Blog
Staff shortage and workload: how AI makes your existing team more productive
12 April 2026 By Tijn Meijerink
The shortage that does not resolve itself
The figures are clear. The SMB Barometer shows that half of SMBs face a staff shortage of 6 FTE on average. The labour market remains tight, especially in engineering, construction and professional services. And the expectation for 2026 and 2027 is not that this changes quickly.
For owners with 15 to 50 employees, this means daily puzzling. Tasks that pile up. Employees who structurally have too much on their plate. Clients who have to wait longer. The problem is not that your team is not working hard enough. The problem is that there are too few hands for too much work.
The standard solution is to hire more people. But when those people are not available, you have to look at the problem differently.
Where the hours actually go
If you break down an average working week of your team, you see a pattern. A considerable share of the hours goes not to the work that really matters, but to peripheral work: looking up information in different systems, retyping data by hand, building overviews by combining data from multiple sources, and meetings that exist only to get everyone on the same page.
This is not laziness. This is a systems problem. If your accounting, CRM, time tracking and project tool do not talk to each other, then your employees are the human link. They copy, translate and combine what the systems do not do themselves.
That is where the hours sit. And that is exactly where AI makes the difference.
AI as a capacity multiplier
AI does not replace your team. That is an important distinction. What AI does do is take over the routing work that now eats up human hours. Three concrete examples:
Automating information gathering. Instead of an employee opening three systems to assemble a client overview, an AI layer does that in seconds. The employee is presented with the overview and can get straight to the work that adds value.
Proactive signalling. An AI system that combines your business data spots patterns people miss. A client buying less, a project slipping behind schedule, an employee who has been overworking for weeks. Not because you are looking for it, but because the system picks it up automatically.
Generating reports and overviews. Weekly overviews, monthly reports, client analyses: tasks that now take hours can be assembled by an AI layer in minutes from your existing data. No extra work, just a smarter processing of what is already there.
The real result: doing more with the same people
At businesses that put an intelligent layer on top of their systems, we see the same pattern.
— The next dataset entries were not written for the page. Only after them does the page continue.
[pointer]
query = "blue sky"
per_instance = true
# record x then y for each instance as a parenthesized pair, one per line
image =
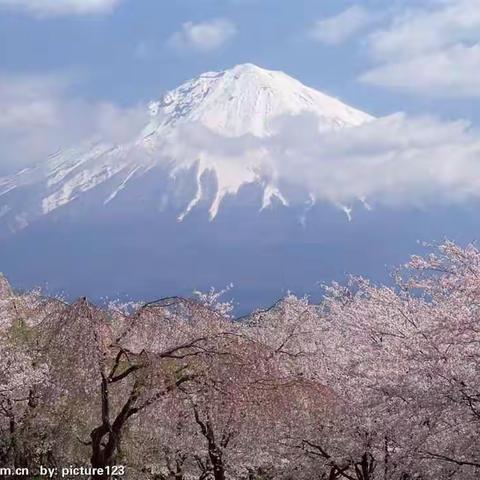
(69, 68)
(124, 51)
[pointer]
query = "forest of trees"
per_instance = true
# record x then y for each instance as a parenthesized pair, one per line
(375, 382)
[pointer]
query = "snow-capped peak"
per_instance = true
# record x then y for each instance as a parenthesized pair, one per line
(214, 123)
(246, 99)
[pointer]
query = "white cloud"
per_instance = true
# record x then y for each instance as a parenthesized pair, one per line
(341, 27)
(38, 116)
(433, 50)
(46, 8)
(394, 161)
(204, 36)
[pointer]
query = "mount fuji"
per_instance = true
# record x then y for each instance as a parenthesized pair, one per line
(205, 195)
(232, 110)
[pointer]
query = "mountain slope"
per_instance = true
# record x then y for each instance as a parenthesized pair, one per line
(214, 124)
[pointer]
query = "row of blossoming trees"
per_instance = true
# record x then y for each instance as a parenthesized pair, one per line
(373, 383)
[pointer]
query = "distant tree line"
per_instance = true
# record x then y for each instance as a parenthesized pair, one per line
(373, 383)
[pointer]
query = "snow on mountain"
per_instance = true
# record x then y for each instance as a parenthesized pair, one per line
(212, 123)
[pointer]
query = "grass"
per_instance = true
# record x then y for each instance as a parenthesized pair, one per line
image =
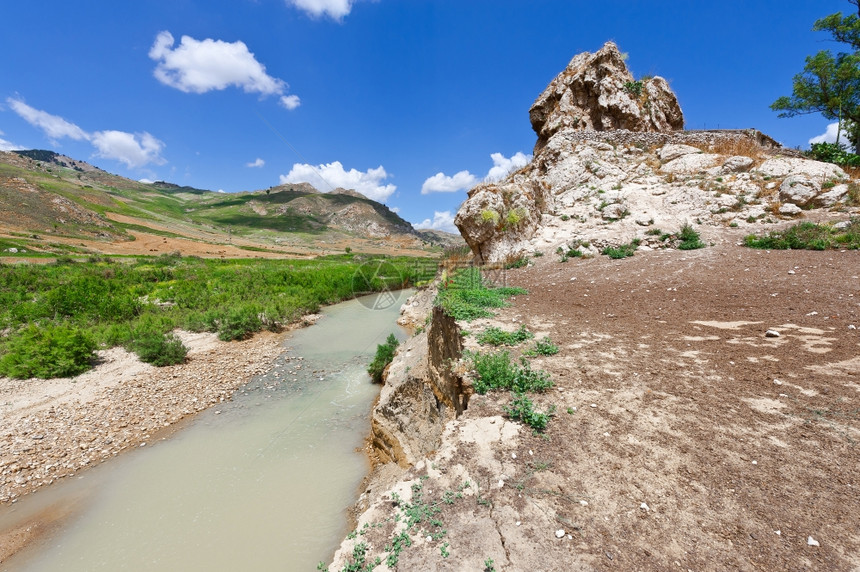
(468, 295)
(59, 313)
(809, 236)
(498, 337)
(543, 347)
(384, 356)
(497, 371)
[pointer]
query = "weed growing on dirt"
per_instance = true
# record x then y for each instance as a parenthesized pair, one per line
(384, 356)
(499, 337)
(467, 296)
(809, 236)
(522, 408)
(498, 371)
(689, 239)
(542, 347)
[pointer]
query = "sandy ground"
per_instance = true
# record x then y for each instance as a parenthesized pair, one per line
(53, 429)
(684, 438)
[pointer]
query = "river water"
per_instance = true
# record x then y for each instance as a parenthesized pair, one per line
(259, 483)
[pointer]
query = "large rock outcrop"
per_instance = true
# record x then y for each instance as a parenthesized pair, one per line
(597, 92)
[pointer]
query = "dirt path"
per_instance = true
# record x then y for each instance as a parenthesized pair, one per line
(742, 446)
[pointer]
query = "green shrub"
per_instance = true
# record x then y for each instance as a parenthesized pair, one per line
(384, 356)
(499, 337)
(543, 347)
(522, 408)
(240, 324)
(47, 351)
(809, 236)
(689, 239)
(158, 348)
(498, 371)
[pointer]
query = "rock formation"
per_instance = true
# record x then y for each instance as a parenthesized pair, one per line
(597, 92)
(610, 161)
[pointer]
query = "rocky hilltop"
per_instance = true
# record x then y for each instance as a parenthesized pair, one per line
(703, 413)
(610, 162)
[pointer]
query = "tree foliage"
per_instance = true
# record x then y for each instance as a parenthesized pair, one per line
(830, 83)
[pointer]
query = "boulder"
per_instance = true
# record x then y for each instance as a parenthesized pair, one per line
(784, 166)
(799, 190)
(597, 92)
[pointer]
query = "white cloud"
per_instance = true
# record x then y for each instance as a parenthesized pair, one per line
(464, 180)
(441, 183)
(258, 163)
(336, 9)
(55, 127)
(135, 150)
(441, 221)
(332, 175)
(7, 145)
(198, 66)
(503, 165)
(290, 101)
(829, 136)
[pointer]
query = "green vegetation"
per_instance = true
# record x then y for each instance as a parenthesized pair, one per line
(830, 84)
(543, 347)
(499, 337)
(689, 239)
(522, 408)
(54, 316)
(497, 371)
(809, 236)
(467, 295)
(384, 356)
(622, 251)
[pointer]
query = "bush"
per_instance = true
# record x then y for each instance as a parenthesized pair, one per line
(384, 356)
(239, 324)
(833, 153)
(157, 348)
(543, 347)
(522, 408)
(48, 351)
(498, 337)
(498, 371)
(689, 239)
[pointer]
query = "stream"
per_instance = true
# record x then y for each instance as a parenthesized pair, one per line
(258, 483)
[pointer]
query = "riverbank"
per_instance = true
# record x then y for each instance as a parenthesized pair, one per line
(54, 429)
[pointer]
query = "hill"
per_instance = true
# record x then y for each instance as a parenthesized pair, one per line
(52, 204)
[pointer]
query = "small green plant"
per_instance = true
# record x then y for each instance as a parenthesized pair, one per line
(498, 371)
(619, 252)
(157, 348)
(543, 347)
(47, 351)
(384, 356)
(522, 408)
(689, 239)
(499, 337)
(809, 236)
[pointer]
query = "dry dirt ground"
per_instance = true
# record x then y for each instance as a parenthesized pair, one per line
(683, 438)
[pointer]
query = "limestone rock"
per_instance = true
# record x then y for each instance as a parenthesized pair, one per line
(815, 170)
(799, 190)
(597, 92)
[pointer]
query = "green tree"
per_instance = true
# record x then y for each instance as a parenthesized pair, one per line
(830, 84)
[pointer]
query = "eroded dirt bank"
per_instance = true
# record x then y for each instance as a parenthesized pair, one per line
(683, 436)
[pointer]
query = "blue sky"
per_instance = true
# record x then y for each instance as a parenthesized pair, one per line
(408, 101)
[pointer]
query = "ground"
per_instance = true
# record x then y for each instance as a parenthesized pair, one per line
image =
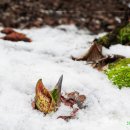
(48, 57)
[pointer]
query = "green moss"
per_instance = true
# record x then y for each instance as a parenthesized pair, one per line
(119, 73)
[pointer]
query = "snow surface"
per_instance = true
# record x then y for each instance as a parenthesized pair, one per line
(48, 57)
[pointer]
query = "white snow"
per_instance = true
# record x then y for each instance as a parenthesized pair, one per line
(48, 57)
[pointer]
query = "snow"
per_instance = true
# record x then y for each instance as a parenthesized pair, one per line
(48, 57)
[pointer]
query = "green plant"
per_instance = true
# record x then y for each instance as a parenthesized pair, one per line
(119, 73)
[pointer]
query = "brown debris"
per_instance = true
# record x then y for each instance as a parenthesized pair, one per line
(7, 30)
(29, 13)
(74, 98)
(12, 35)
(71, 116)
(95, 57)
(106, 60)
(93, 54)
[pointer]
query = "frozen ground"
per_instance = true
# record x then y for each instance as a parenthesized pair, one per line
(47, 57)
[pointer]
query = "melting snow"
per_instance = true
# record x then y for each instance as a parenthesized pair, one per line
(47, 57)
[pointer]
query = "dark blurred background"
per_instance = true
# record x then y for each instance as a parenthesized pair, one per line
(96, 15)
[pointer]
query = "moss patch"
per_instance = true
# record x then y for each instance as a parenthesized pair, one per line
(119, 73)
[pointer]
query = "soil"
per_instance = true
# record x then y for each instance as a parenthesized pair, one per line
(96, 15)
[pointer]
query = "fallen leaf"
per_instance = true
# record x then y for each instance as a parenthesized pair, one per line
(95, 57)
(7, 30)
(46, 101)
(12, 35)
(71, 116)
(93, 54)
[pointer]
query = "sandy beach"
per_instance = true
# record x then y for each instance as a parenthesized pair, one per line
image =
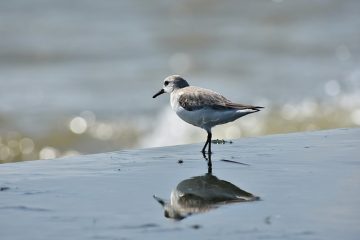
(307, 182)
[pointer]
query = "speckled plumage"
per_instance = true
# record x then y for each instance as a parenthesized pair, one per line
(202, 107)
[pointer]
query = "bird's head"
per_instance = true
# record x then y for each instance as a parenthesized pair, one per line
(172, 83)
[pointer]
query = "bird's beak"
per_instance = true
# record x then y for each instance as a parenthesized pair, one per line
(159, 93)
(159, 200)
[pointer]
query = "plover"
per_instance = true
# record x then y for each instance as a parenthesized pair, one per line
(202, 107)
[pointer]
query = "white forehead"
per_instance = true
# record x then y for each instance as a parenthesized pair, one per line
(172, 78)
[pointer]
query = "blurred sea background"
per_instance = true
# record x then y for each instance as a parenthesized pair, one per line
(77, 77)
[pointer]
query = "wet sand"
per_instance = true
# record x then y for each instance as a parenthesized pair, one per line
(308, 184)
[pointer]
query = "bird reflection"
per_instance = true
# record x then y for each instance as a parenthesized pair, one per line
(202, 193)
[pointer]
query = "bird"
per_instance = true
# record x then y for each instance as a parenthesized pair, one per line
(202, 107)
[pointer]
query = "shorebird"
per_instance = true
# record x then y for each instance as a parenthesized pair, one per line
(202, 107)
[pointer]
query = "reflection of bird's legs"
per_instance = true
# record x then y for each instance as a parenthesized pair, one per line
(208, 159)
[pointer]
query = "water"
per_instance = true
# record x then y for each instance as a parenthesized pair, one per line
(102, 61)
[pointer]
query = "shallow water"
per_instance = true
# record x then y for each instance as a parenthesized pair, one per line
(102, 62)
(308, 184)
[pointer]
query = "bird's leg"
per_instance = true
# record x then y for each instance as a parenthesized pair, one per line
(209, 140)
(209, 164)
(208, 159)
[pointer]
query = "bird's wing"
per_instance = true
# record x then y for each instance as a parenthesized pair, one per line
(194, 98)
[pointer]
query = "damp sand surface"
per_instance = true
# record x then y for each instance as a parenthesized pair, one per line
(308, 184)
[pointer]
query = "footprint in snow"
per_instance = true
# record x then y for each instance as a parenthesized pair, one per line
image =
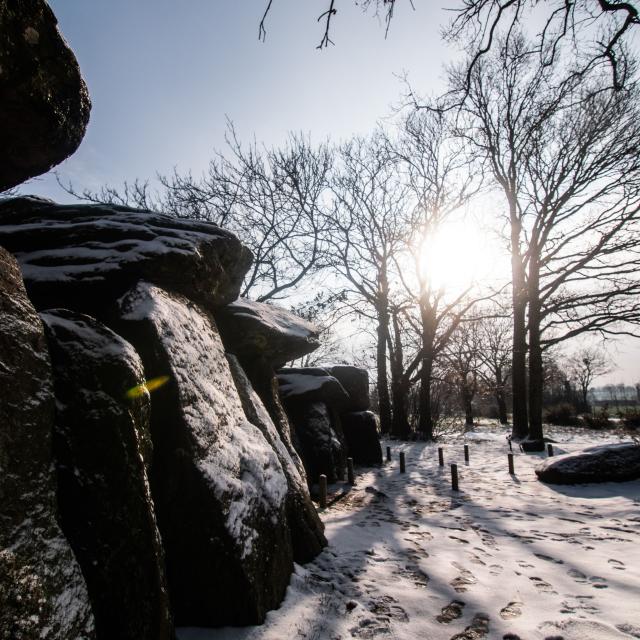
(617, 564)
(512, 610)
(548, 558)
(630, 629)
(542, 586)
(464, 580)
(479, 628)
(451, 612)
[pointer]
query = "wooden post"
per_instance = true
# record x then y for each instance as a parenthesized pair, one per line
(323, 491)
(454, 477)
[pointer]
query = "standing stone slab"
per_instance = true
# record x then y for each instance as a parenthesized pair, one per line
(219, 488)
(44, 103)
(306, 527)
(101, 441)
(42, 592)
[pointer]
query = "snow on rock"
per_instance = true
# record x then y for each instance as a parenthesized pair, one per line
(101, 447)
(219, 487)
(616, 462)
(44, 103)
(307, 535)
(42, 591)
(83, 256)
(256, 330)
(506, 557)
(312, 384)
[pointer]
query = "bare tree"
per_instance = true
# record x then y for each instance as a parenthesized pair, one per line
(565, 156)
(365, 233)
(595, 30)
(463, 358)
(584, 366)
(270, 197)
(495, 354)
(437, 174)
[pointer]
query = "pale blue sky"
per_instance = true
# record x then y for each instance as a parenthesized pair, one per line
(164, 74)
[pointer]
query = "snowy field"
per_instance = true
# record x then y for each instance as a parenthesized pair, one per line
(505, 557)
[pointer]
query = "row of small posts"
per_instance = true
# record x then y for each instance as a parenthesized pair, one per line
(403, 468)
(351, 479)
(454, 467)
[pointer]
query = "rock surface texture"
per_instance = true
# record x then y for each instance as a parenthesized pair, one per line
(360, 430)
(254, 330)
(307, 535)
(42, 591)
(319, 404)
(44, 103)
(355, 382)
(617, 462)
(101, 441)
(83, 257)
(219, 488)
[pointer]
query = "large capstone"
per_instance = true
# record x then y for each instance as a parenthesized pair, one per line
(85, 256)
(355, 382)
(42, 592)
(616, 462)
(252, 330)
(44, 103)
(306, 527)
(219, 488)
(312, 384)
(101, 447)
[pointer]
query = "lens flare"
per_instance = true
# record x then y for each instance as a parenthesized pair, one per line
(147, 387)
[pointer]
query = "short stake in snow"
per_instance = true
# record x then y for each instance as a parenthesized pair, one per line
(454, 477)
(323, 491)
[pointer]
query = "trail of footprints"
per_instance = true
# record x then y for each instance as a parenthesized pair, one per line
(377, 613)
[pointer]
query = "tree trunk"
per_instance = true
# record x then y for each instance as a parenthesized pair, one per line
(535, 353)
(425, 419)
(502, 403)
(384, 403)
(400, 427)
(520, 426)
(467, 399)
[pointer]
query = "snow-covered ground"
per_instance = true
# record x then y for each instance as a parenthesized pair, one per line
(505, 557)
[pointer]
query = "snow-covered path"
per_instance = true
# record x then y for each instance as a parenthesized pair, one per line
(411, 559)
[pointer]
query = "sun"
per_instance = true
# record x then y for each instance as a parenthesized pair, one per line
(461, 255)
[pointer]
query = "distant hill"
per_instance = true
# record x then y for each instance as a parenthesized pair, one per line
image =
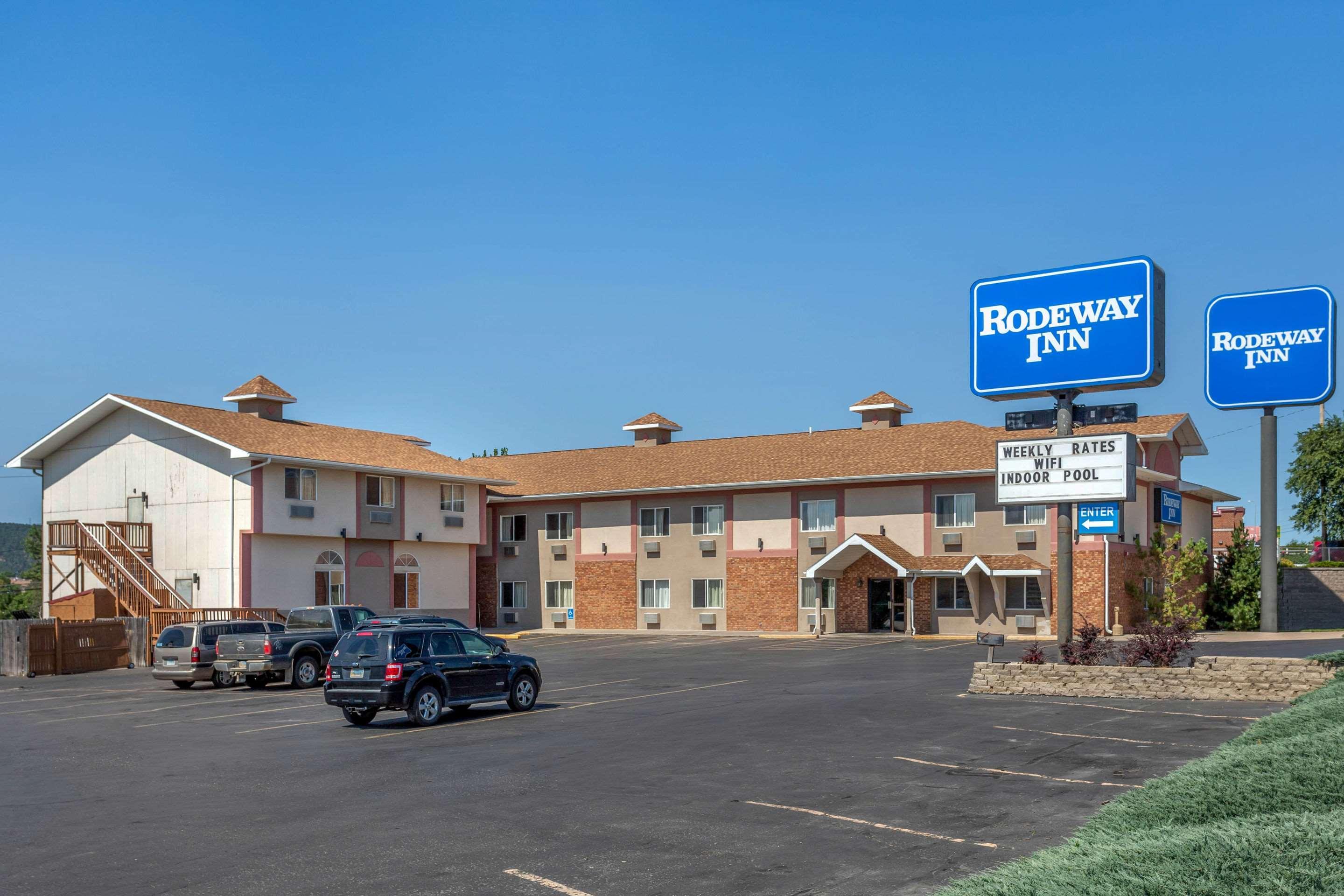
(14, 559)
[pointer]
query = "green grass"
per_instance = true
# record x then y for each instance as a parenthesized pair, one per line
(1261, 814)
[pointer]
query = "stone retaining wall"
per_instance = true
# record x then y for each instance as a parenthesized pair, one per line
(1210, 679)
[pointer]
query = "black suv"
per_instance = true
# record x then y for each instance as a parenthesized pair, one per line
(422, 669)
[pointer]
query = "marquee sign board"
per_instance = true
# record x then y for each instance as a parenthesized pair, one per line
(1086, 328)
(1064, 470)
(1271, 348)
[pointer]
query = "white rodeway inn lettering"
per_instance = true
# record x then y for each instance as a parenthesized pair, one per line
(1057, 328)
(1265, 348)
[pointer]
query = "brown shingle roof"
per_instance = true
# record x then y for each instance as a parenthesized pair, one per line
(910, 449)
(260, 386)
(879, 398)
(312, 441)
(654, 418)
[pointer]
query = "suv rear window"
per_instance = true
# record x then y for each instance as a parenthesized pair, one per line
(362, 645)
(300, 620)
(175, 637)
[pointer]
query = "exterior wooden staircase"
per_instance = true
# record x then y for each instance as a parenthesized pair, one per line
(120, 555)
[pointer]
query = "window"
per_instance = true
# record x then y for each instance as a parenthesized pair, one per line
(707, 594)
(655, 523)
(560, 527)
(1025, 515)
(655, 594)
(707, 520)
(452, 497)
(818, 516)
(379, 491)
(514, 595)
(300, 484)
(955, 511)
(475, 645)
(560, 594)
(810, 594)
(952, 594)
(514, 528)
(1023, 594)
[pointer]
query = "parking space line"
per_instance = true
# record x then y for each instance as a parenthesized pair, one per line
(1126, 741)
(597, 686)
(873, 824)
(1023, 774)
(537, 713)
(545, 882)
(139, 713)
(228, 715)
(1158, 713)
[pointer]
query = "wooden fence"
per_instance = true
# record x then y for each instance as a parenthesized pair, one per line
(58, 647)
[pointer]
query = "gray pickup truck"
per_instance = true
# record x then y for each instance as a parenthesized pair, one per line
(299, 653)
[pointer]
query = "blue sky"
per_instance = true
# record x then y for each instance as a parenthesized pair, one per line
(525, 225)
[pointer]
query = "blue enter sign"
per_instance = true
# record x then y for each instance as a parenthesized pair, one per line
(1101, 518)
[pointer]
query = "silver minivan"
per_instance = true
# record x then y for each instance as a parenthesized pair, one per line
(185, 653)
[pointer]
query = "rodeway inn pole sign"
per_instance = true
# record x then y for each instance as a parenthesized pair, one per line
(1086, 328)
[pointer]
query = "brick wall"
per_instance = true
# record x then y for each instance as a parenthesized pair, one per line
(853, 592)
(487, 593)
(763, 594)
(605, 594)
(1210, 679)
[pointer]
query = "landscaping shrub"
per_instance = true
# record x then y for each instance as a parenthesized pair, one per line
(1089, 648)
(1034, 655)
(1261, 814)
(1158, 644)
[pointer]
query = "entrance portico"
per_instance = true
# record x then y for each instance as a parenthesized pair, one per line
(883, 588)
The workload drops not because there is less work, but because the routing work disappears. Employees spend their hours on client contact, problem solving and growth instead of on administration and looking up information.
That is not a theoretical benefit. At a team of 20 that saves an average of 5 hours per week on routing work, you win back 100 hours per week. That is more than 2 FTE of productive capacity, without hiring anyone.
Why this starts with insight
The first step is not to implement AI right away. The first step is to understand where the hours go: which tasks are routing work, which systems are not connected, and where is the biggest potential for time savings? That is what an AI audit delivers.